私は見ていないのですが、この映画は『恋人たちの距離』の続編だそうです。
前作で運命の一夜を共にした男女が9年後に再び巡り会い、ひたすら会話をするというのが主な内容。
冒頭でイーサン・ホーク演じるアメリカ人小説家がパリの書店でインタビューを受けている最中に、ジュリー・デルビー演じる女性が現れ、帰りの飛行機に乗るまでの時間を共に過ごすのですが、2人はすぐに9年前の出来事に触れることが出来ず、冗談めかして笑いあい、探りあいつつ、その「思い出」のまわりをぐるぐるまわり続ける。この辺のもどかしさはとてもよく伝わってきて、前作を見ていない私にも楽しめました。

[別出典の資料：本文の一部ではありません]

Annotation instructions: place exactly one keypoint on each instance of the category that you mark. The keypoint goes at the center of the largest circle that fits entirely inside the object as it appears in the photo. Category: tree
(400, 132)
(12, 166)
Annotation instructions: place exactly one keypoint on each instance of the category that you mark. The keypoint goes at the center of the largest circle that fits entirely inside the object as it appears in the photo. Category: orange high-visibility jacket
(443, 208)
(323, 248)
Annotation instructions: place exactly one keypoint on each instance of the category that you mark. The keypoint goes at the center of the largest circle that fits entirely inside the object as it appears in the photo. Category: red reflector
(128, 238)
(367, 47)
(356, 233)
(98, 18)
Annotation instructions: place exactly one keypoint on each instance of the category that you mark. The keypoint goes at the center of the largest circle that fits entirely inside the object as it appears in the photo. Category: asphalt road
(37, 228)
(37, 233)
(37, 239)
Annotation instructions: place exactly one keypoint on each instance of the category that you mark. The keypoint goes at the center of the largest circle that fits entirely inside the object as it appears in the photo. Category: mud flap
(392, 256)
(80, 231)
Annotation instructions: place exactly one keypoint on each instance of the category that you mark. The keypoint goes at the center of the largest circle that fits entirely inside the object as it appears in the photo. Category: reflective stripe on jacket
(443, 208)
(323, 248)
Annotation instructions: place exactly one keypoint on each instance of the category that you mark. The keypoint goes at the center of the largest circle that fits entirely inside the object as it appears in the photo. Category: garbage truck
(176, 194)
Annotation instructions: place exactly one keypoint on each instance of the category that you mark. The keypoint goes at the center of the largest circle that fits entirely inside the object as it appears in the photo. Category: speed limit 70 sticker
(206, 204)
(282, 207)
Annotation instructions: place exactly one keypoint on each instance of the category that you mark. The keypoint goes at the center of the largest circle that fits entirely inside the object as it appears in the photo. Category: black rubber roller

今の自分を構成する大切な「記憶」だからこそ、うかつにその記憶と現在を繋げてしまうことはできない。それによって、何かを壊してしまうのが怖い、という感覚は理解出来る。
ただ、イーサン・ホークの顔がどうしてもにやけているように見えてしまう。もちろん思い出の女性に出会ってにやけてしまう気持ちは分かるのですが、なにを言ってもちょっとうさん臭い。
ともかく、その「思い出」が描かれていたはずの前作をみていればもっと楽しめたのかなと思うと残念です。これだけ見ると、ちょっとインパクトに欠けるような気がしました。とても良く出来た脚本だったので、2人芝居とかで見た方が面白いかなと思った。

しかしそれよりも問題だったのが、私は「エタ−ナル・サンシャイン」を見るつもりでこの映画を見ていたこと。いやーほんと単純に間違えただけなんですけど、いつまでたってもケイト・ウィンスレットが出てこないことでやっと違う映画だと気がついた。題名が紛らわしかったんだな。サンしかあってないけど。